Water is the basis of all life. Without it human life, or any other, could not exist. Many religious movements identifying themselves as Christian assert that water baptism is a necessary ingredient in the process of acquiring and maintaining salvation. As we indicated they do not all agree on the correct mode or qualifications for candidates for baptism. Those questions were not our concern in this article. Our concern is to show that the use of select New Testament passages to proof-text for baptismal regeneration cannot be sustained.

That is not to say that baptism is not an important aspect of Christian discipleship. Indeed it is.

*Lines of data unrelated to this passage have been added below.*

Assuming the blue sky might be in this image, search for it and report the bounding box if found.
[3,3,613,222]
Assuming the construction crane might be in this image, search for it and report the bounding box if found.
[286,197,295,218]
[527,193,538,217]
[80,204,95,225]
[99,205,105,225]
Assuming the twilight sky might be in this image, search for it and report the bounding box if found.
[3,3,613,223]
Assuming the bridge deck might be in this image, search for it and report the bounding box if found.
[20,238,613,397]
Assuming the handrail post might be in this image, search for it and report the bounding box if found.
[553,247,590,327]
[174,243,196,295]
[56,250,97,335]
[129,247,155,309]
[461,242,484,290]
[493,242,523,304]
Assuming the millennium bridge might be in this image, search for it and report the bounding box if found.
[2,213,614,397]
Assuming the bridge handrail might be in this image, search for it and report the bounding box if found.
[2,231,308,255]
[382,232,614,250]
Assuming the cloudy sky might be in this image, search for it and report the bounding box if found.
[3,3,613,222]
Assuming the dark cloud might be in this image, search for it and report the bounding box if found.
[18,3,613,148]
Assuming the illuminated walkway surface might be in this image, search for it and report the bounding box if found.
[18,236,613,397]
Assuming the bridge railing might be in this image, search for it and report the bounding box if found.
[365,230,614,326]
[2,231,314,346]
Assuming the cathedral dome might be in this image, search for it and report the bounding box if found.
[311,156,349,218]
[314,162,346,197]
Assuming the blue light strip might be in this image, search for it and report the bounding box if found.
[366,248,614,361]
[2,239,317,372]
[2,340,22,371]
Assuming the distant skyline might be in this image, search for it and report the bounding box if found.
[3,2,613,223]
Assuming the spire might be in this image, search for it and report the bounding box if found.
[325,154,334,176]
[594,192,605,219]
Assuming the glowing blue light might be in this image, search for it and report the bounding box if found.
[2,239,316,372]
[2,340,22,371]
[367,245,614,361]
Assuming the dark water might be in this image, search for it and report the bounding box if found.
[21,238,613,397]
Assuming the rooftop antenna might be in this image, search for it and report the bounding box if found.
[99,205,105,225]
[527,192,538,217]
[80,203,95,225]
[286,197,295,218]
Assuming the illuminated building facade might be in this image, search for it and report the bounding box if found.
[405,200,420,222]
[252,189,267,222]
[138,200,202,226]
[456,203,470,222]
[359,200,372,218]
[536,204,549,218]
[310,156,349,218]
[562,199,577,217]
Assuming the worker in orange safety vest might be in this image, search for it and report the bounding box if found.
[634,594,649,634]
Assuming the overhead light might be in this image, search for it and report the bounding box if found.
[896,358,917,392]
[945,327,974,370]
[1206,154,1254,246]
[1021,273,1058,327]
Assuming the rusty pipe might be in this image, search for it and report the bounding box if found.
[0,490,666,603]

Every Christian should be baptized in accord with the example and command of Jesus (Matt. 3:13-17; 28:19; Mark 1:9-11; Luke 3:21-22). Numerous other Scriptures also direct believers to follow Him in this rite (Rom. 6:4; 1 Cor. 12:13; Gal. 3:27; Eph. 4:5; Col. 2:12).

However, those who press young believers to question or doubt their salvation because they have not been baptized by a specific mode, by certain ordained persons, or in a specific place or organization are in grave error. Moreover, and conversely, some people who have not experienced a genuine regeneration (rebirth) in Christ may fallaciously assume they are saved simply because they are baptized.

The truth is, as important as baptism may be in the early process of sanctification, it in no way determines the salvation status of any person. That is entirely by grace through faith in Jesus Christ (Rom. 10:9-10; Eph. 2:8-9). Everyone, whether baptized in water or not, who has sincerely repented of their sins and placed their faith in Jesus Christ as Lord and Savior, is undeniably saved! Dihydrogen monoxide, in this case, is not necessary.